Em junho de 2015, a União Federal entrou com um processo contra o Google e o Daniel Fraga, um dos pioneiros do bitcoin no Brasil. Na ação, o Estado pedia que a gigante de tecnologia removesse do Youtube três vídeos em que Fraga, desaparecido desde 2017, faz duras críticas à Receita Federal.
No ano passado, a 14ª Vara Cível de São Paulo considerou os vídeos “ofensivos e ilícitos”, deu ganho de causa à União e a empresa americana teve que retirá-los da plataforma. A sentença, no entanto, foi genérica e não citou as URLs do audiovisuais, mas apenas os títulos dos vídeos de Fraga: ‘Receita Federal ensina como roubar (ou aprenda a roubar com a receita federal)’, ‘Sonegação: crime sem vítima’ e ‘Contrabando: crime sem vítima’.
Na época, o Google entendeu que a decisão judicial poderia gerar um tipo de “controle eterno de conteúdo produzido e publicado por usuários na internet veiculados aos termos indicados”, além de censura. A empresa decidiu então entrar com uma apelação judicial (tipo de recurso), pedindo para a União especificar os endereços exatos dos vídeos que deveriam ser removidos.
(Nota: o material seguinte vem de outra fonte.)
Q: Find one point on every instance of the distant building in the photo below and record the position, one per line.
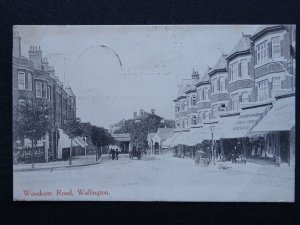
(155, 140)
(228, 100)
“A tese ora defendida não constitui formalismo ou preciosismo: o que se busca é garantir a efetividade e a segurança à obrigação direcionada a Google, por meio da remoção de endereços eletrônicos (URLs) apontadas nos autos. Caso contrário, a apelante permanecerá submetida a um comando, com todo respeito, deveras abrangente”, disse a empresa americana.
Justiça pede quais URLs
No domingo (20), o desembargador federal Wilson Zauhy, do Tribunal Regional Federal da 3ª Região, acatou o pedido da gigante de buscas e determinou que a ordem judicial se restrinja apenas às URLs dos três vídeos publicados no canal de Fraga.
“Desse modo, apenas para maior clareza do provimento jurisdicional, acolho o pedido da apelante para consignar expressamente que os vídeos cuja veiculação deve ser suspensa são somente aqueles de endereços de URL mencionados”, disse o magistrado.
A decisão livra o Google de ter que apagar e censurar as cópias dos vídeos de Fraga compartilhados por outros canais no YouTube, como o ‘Instituto Libertário’, que publicou dois deles (um aqui e outro aqui) e o ‘Mr. Libertário’, que compartilhou o terceiro.
Para convencer a Justiça sobre a importância de não estender a decisão para outros canais, o Google citou que, conforme estipula o Marco Civil da Internet, é preciso especificar o conteúdo ilícito a ser removido, com intuito de “assegurar a liberdade de expressão e impedir a censura”.
O Portal do Bitcoin entrou em contato com o Google. Em nota, a empresa disse que não comenta casos específicos. Afirmou, no entanto, que o “YouTube apoia, de modo consistente, o importante trabalho das autoridades e cumpre ordens judiciais de acordo com o Marco Civil da Internet”.
O que dizem os vídeos
No vídeo ‘Receita Federal ensina como Roubar’ (ou Aprenda a roubar coma Receita Federal)’, Fraga diz que funcionários da Receita Federal fazem parte de uma máfia e são “ladrões engravatados”, além de “idiotas úteis”.
Em “Sonegação: crime sem vítima”, o entusiasta do bitcoin fala que os cofres públicos são ladrões e que juristas e criminalistas não são confiáveis. Por fim, em “Contrabando: crime sem vítima” Fraga defende que o contrabando deve ser estimulado, pois o Estado rouba mercado.
Quem é Daniel Fraga
Fraga está desaparecido há cerca de três anos. Ele ganhou fama em 2012 como um youtuber anarcocapitalista sem papas na língua que comprou bitcoin quando valia apenas R$ 12 a unidade.
Parte da sua fama ainda se deve a processos movidos por autoridades que foram alvo de suas falas ácidas, como prefeitos, deputadas, auditores da Receita e até juízes.
Nas ações, a Justiça não consegue citar Fraga, que sumiu sem deixar vestígios. Apesar do desaparecimento misterioso, em novembro deste ano o entusiasta movimentou a conta dele na LocalBitcoins, plataforma que permite trocas P2P de bitcoins.
Em maio, um youtuber americano chamado Arthur James McDaniel produziu um mini-documentário sobre o Fraga. “Enquanto muitos dos pioneiros do bitcoin enriquecerem e ficam esbanjando seu dinheiro, um deles está fugindo do governo”, falou, em referência ao brasileiro.